If this were their only shortcoming, it would be one thing. But no. These folks fail on a regular basis to address critical issues facing the commonwealth. The public pension system crisis? They’ve kicked that can down the road so many times that it doesn’t even resemble a can anymore. How about the inequities in public school funding? They can’t be bothered with that. There was an excellent proposal this year to impose a tax on communities that rely on state police for their police protection. That went nowhere. The list could go on and on. When push came to shove, the Legislature came up with a revenue plan that relied on extensive borrowing and an expansion of gambling that the state truly did not need.

That’s not even the worst of it.
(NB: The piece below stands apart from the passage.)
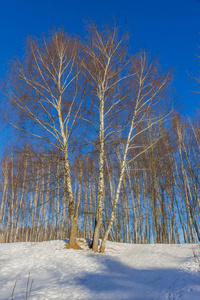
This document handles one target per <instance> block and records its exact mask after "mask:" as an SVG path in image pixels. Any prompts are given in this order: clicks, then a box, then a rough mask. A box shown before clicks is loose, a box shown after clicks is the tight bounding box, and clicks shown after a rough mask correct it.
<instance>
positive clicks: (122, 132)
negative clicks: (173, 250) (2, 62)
mask: <svg viewBox="0 0 200 300" xmlns="http://www.w3.org/2000/svg"><path fill="white" fill-rule="evenodd" d="M121 31H122V30H121V29H119V28H117V27H115V26H108V27H106V26H104V27H96V26H95V25H94V24H89V25H88V28H87V37H86V38H85V39H82V38H80V37H72V36H70V35H68V34H67V33H66V32H64V31H63V30H58V31H53V32H50V34H49V35H47V36H43V37H42V38H41V39H36V38H33V37H29V38H28V39H27V45H26V53H25V55H24V57H23V58H22V59H15V60H14V61H12V63H11V64H10V69H9V73H8V78H7V79H6V80H5V81H4V82H3V83H2V85H1V103H2V105H1V118H2V122H7V123H9V124H11V125H12V126H13V127H14V128H15V129H16V131H15V134H16V133H18V134H19V139H18V140H19V141H20V145H19V144H17V145H16V146H14V149H16V150H15V151H13V150H12V151H10V150H9V149H8V150H7V151H5V153H4V155H3V156H2V159H1V162H0V242H1V243H8V242H21V241H26V242H27V241H31V242H37V241H46V240H52V239H65V238H69V245H70V246H71V247H75V246H76V239H77V237H85V238H91V239H92V240H93V243H92V245H91V246H92V249H93V250H94V251H95V252H97V251H100V252H104V251H105V245H106V240H107V239H109V240H111V241H117V242H126V243H144V244H147V243H195V242H200V227H199V224H200V198H199V195H200V117H199V116H200V115H199V113H198V111H197V114H196V117H191V118H189V117H184V116H182V115H181V114H180V113H179V112H178V111H176V106H175V104H174V96H173V80H172V72H171V70H169V71H168V72H162V70H161V67H160V65H159V64H158V61H157V60H156V59H155V58H152V57H150V55H149V54H148V53H146V52H145V51H144V50H141V51H140V52H139V53H131V51H130V49H129V48H130V47H129V41H128V34H127V33H126V32H121ZM196 81H197V82H198V78H197V79H196ZM99 238H100V239H101V245H100V247H98V242H99ZM98 248H99V249H98Z"/></svg>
A spot in the state Legislature should be a position of trust, but there are too many people in Harrisburg who cannot be trusted.
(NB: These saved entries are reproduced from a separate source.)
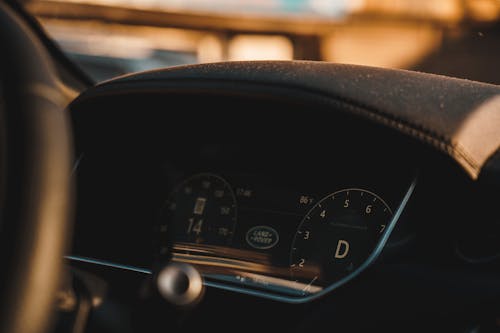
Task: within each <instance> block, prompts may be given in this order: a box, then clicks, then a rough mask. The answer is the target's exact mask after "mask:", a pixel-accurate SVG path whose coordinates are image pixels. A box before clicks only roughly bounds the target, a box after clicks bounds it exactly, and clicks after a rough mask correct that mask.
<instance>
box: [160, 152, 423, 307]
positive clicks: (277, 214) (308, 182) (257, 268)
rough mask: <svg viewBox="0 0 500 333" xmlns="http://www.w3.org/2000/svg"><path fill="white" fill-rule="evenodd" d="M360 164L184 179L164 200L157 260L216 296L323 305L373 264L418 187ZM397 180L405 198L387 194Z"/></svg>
mask: <svg viewBox="0 0 500 333" xmlns="http://www.w3.org/2000/svg"><path fill="white" fill-rule="evenodd" d="M282 162H283V161H282ZM353 162H354V161H353ZM358 162H359V159H357V160H356V161H355V163H356V165H353V164H352V162H349V161H347V162H345V163H344V164H343V165H342V166H337V167H335V166H331V167H330V168H328V167H327V168H321V167H320V168H318V172H317V173H315V172H307V173H305V174H302V175H299V174H297V175H295V176H291V175H290V174H289V172H283V173H281V172H275V173H273V172H272V171H271V172H270V173H267V174H266V173H262V172H259V173H257V172H251V171H249V170H248V169H247V170H241V168H240V170H238V167H237V164H238V163H233V165H232V166H233V168H232V170H231V171H227V170H224V169H225V168H222V169H223V170H222V172H217V170H213V169H208V170H203V171H199V172H196V171H193V172H192V173H190V174H188V173H184V172H181V173H179V175H180V176H179V177H178V179H176V178H171V179H170V183H171V184H172V185H171V186H170V188H169V191H167V192H166V195H165V199H164V202H163V205H162V208H161V213H160V218H159V219H158V223H157V228H156V229H155V230H156V236H155V237H156V239H157V247H156V253H157V254H158V255H159V258H160V260H161V258H165V259H166V258H167V257H168V256H169V255H172V253H173V260H174V261H178V262H184V263H190V264H193V265H195V266H196V267H197V268H198V269H199V270H200V272H201V273H202V275H203V276H204V278H205V280H206V283H207V284H208V285H211V286H214V287H219V288H222V289H228V290H232V291H238V292H243V293H250V294H254V295H255V294H256V295H259V296H263V297H267V298H272V299H279V300H283V301H288V302H302V301H307V300H310V299H313V298H316V297H319V296H321V295H322V294H324V293H327V292H329V291H331V290H333V289H335V288H337V287H338V286H340V285H342V284H344V283H346V282H348V281H349V280H350V279H352V278H353V277H354V276H356V275H357V274H359V273H360V272H361V271H363V270H364V269H365V268H366V267H367V266H368V265H370V264H371V263H373V261H374V260H375V259H376V258H377V256H378V255H379V254H380V252H381V251H382V249H383V248H384V245H385V244H386V242H387V240H388V239H389V236H390V235H391V232H392V231H393V229H394V227H395V225H396V223H397V221H398V219H399V217H400V214H401V212H402V210H403V208H404V206H405V205H406V202H407V201H408V198H409V196H410V195H411V192H412V191H413V186H414V185H415V183H414V182H415V177H414V175H415V174H413V173H411V172H406V171H405V172H401V170H392V169H391V168H379V167H375V168H371V169H370V168H368V169H365V166H367V165H368V164H364V163H362V164H357V163H358ZM202 164H203V163H198V165H202ZM279 164H280V163H279ZM275 166H276V165H275ZM167 169H170V170H171V169H175V168H173V167H172V166H170V167H169V168H167ZM270 169H272V168H270ZM278 169H279V168H278ZM342 175H344V176H342ZM395 179H399V180H400V181H399V182H397V183H399V184H401V186H400V187H399V188H397V189H395V188H387V186H385V185H384V184H385V183H391V184H394V180H395ZM389 180H390V181H389ZM394 237H396V238H397V236H393V238H394Z"/></svg>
The latest evidence of that came as legislative leaders cobbled together their Frankenstein’s monster of a revenue plan. They approved the aforementioned gambling expansion to generate some of the money they needed to balance the budget. The measure allows for 10 mini-casinos across the commonwealth. The 12 existing casinos, including The Meadows, will have first crack at owning and operating these offshoots, and there will be 25-mile “buffer zones” around the casinos that are already in operation in which no mini-casinos can be built. But one of the existing casinos got an even sweeter deal.
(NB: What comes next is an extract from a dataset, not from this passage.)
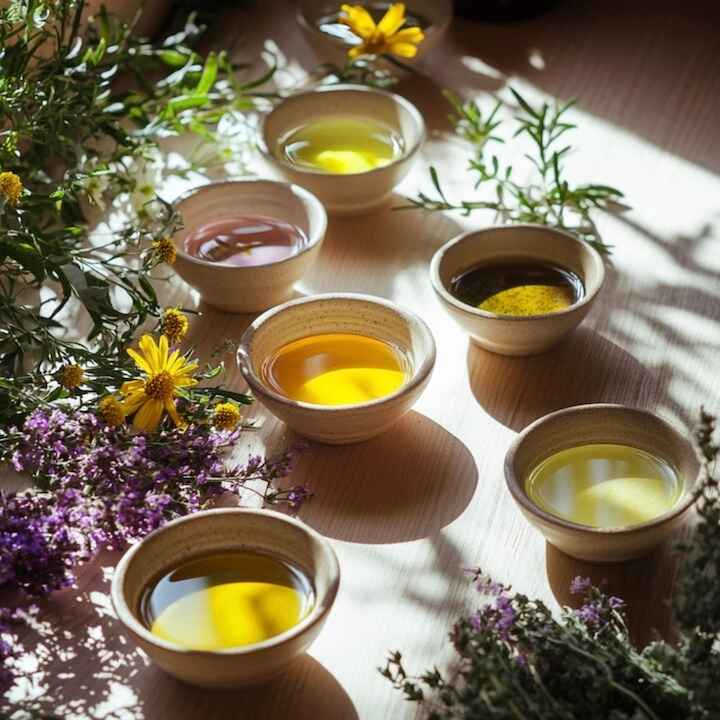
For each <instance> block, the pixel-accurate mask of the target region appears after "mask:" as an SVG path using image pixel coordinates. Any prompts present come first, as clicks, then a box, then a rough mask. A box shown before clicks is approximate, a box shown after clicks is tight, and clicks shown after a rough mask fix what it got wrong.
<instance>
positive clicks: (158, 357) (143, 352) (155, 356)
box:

Somewhere in the back rooms of the Capitol, someone stuck a little provision into the gambling legislation that took special care of Mount Airy Casino and Resort in Monroe County. According to a report by the Pittsburgh Post-Gazette, the following language, which could be worth millions, was inserted in the middle of the 939-page bill: “A category 4 slot machine license may not be located in a sixth-class county which is contiguous to a county that hosts a category 2 licensed facility.”

What that legalistic gobbledygook really means is that Mount Airy, specifically, now has a greatly expanded buffer zone, because no one will be able to open a mini-casino in the neighboring counties of Carbon, Pike and Wayne. The Post-Gazette also noted that the provision will ensure that Mount Airy will remain “the closest and most accessible casino for the thousands of New Yorkers who flock each week to the commonwealth to gamble.”

The P-G’s recent report on this sweetheart deal states that no one will say who, precisely, put this little gift to Mount Airy into the gambling legislation, but Steve Crawford, the president of a lobbying firm that represents Mount Airy, said Senate leaders were the authors.

“As to who put pencil to paper, I can’t answer that,” Crawford told the newspaper. “But I’m glad they did.”

Lobbying money well spent, it seems.

In general, we don’t object to the existing casinos being given some protections from the effects of these mini-casinos, but it is shameful that one, and only one, of the existing casinos is being given the royal treatment.

We hope, and believe, that the other casino owners around the state will take this matter to court and have this gambling measure invalidated. Then perhaps our “leaders” can approve a bill that is transparent and fair to all, though with their track record, we sure wouldn’t count on it.